Los tres quisieron estudiar en la universidad y pronto encontraron trabajo.
El mayor se compró una casa solo. Tuvo una novia con la que estuvo años, pero rompieron. Soltero estaba feliz, viajando por el mundo, haciendo planes y viniendo a comer los domingos conmigo.
Mis dos hijas pequeñas empezaron con sus novios en el instituto y cuando pudieron se fueron a vivir con ellos. Me quedé sola en casa sintiendo que era lo que tenía que ser.
Mis hijas me hicieron abuela el mismo año. No pensaba que se quisiera tanto a los nietos.

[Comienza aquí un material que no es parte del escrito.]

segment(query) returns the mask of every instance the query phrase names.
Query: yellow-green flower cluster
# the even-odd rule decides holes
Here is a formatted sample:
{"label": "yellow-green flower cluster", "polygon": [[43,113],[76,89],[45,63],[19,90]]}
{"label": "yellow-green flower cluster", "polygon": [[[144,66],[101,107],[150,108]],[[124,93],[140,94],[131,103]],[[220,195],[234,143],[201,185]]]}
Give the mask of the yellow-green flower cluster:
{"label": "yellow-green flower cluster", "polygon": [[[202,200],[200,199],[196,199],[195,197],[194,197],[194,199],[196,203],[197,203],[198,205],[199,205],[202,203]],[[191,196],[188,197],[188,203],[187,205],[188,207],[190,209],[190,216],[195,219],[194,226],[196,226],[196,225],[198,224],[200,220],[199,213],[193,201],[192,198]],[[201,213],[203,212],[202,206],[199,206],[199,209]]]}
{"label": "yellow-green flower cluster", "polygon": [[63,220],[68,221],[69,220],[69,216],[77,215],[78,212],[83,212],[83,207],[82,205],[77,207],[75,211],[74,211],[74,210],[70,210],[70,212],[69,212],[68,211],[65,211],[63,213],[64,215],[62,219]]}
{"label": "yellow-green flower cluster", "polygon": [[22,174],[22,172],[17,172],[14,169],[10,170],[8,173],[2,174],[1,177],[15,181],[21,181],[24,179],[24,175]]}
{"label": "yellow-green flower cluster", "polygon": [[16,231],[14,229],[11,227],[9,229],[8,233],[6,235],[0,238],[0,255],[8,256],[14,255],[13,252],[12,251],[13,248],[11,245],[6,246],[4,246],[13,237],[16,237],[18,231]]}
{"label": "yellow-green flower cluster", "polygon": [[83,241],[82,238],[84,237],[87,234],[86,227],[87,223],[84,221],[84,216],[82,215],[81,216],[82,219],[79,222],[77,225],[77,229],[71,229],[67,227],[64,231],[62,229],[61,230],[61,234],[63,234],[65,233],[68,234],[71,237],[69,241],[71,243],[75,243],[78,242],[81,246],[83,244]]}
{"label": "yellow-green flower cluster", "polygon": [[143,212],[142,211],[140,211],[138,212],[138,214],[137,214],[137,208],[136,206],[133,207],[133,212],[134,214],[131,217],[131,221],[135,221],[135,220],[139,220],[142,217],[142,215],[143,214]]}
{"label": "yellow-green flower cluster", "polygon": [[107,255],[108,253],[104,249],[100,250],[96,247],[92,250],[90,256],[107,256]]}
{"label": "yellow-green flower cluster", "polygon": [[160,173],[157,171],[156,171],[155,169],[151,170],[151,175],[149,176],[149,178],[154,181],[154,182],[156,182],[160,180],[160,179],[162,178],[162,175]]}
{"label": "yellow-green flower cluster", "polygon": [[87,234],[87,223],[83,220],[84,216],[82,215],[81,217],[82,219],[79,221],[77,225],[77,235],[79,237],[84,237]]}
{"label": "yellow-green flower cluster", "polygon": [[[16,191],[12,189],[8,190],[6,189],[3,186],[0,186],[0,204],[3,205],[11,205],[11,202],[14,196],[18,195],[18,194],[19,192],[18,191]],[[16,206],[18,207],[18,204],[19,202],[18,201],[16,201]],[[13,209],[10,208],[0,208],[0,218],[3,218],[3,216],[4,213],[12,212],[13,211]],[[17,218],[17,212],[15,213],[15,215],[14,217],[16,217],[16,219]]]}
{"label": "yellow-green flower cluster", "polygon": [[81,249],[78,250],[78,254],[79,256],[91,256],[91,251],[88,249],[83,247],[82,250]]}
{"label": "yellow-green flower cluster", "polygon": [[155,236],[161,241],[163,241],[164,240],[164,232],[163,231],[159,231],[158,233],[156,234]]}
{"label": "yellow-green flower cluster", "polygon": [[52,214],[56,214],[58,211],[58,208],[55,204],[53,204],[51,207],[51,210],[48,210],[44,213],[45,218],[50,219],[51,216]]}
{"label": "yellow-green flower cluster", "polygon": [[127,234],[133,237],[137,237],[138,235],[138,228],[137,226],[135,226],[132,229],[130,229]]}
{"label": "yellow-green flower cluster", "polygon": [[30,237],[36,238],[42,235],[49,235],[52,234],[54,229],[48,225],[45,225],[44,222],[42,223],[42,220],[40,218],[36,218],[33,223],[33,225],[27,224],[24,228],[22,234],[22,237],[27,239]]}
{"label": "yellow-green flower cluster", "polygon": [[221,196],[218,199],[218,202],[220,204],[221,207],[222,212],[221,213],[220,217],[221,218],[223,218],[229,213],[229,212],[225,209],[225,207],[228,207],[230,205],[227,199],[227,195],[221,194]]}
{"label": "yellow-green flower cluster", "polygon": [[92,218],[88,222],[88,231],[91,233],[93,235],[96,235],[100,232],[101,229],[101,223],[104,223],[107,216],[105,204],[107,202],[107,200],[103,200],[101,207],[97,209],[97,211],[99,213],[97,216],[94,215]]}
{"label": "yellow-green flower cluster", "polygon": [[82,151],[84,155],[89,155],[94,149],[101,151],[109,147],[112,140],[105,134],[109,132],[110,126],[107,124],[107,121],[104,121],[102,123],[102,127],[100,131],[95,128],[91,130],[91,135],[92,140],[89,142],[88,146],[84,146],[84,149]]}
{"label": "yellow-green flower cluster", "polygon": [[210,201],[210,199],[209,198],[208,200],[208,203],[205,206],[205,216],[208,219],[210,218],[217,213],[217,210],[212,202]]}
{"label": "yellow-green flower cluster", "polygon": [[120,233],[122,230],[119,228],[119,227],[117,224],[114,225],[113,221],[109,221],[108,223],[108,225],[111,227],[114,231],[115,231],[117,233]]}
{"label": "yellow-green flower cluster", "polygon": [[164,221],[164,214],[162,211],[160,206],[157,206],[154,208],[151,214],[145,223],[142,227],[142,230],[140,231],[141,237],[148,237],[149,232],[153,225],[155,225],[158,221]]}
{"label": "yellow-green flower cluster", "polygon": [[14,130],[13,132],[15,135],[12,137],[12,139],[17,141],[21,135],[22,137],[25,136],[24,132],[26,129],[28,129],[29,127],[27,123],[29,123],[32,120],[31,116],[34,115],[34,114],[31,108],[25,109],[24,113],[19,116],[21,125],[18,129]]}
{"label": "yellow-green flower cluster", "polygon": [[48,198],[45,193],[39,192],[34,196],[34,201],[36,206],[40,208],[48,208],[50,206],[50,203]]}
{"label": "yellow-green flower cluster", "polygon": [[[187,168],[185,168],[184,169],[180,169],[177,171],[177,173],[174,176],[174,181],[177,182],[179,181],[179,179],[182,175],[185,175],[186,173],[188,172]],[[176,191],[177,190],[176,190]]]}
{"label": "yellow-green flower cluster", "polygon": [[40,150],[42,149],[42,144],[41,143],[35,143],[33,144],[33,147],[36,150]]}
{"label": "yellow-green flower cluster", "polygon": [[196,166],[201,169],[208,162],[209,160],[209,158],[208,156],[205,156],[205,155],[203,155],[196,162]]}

Y llegó una nueva etapa de mi vida: echando una mano a mis hijas de vez en cuando y con mi hijo echándomela a mí. No solo venía a comer los domingos, también estaba pendiente de mis médicos, de las cosas de la casa (revisión de la caldera, problemas con cualquier aparato, la declaración de Hacienda, las fugas de los grifos…), se encargaba de acercarme a casa de mis hijas, me llamaba todos los días y además me llevaba de viaje. Un año me llevó a Nueva York, otro a Viena y alrededores, otro a Grecia…
Por fin tenía la calma soñada, la que se rompió el día que murió mi marido, la que parecía imposible que llegara.
Todo iba bien hasta que hace un par de años mi hijo conoció a una chica y las cosas empezaron a cambiar. Me alegré cuando me habló de ella, por supuesto quiero que mi hijo sea feliz. Pero… poco a poco ella me ha ido desplazando. Ya no tiene tiempo para venir todos los domingos, no siempre puede arreglarme las cosas rápido y los viajes se han ido reduciendo. Me llevó a Oporto, después dijo que Salamanca un fin de semana y ahora ya ha empezado con las excusas.
Se han ido a vivir juntos y parece que están bien. Y sé que son feos mis sentimientos, pero me gustaba mi vida con mi hijo soltero. Todo era más fácil para mí y no creo que mi hijo fuera infeliz. Era diferente.
Mi hijo ya me ha dicho que a ella no le gusta la ubicación de su casa, muy cerca de la mía, y que supone que tarde o temprano se acabarán mudando. Me temo que pronto llegarán los niños.
Sé que no se olvidarán de mí, pero mi vida idílica ya se acabó.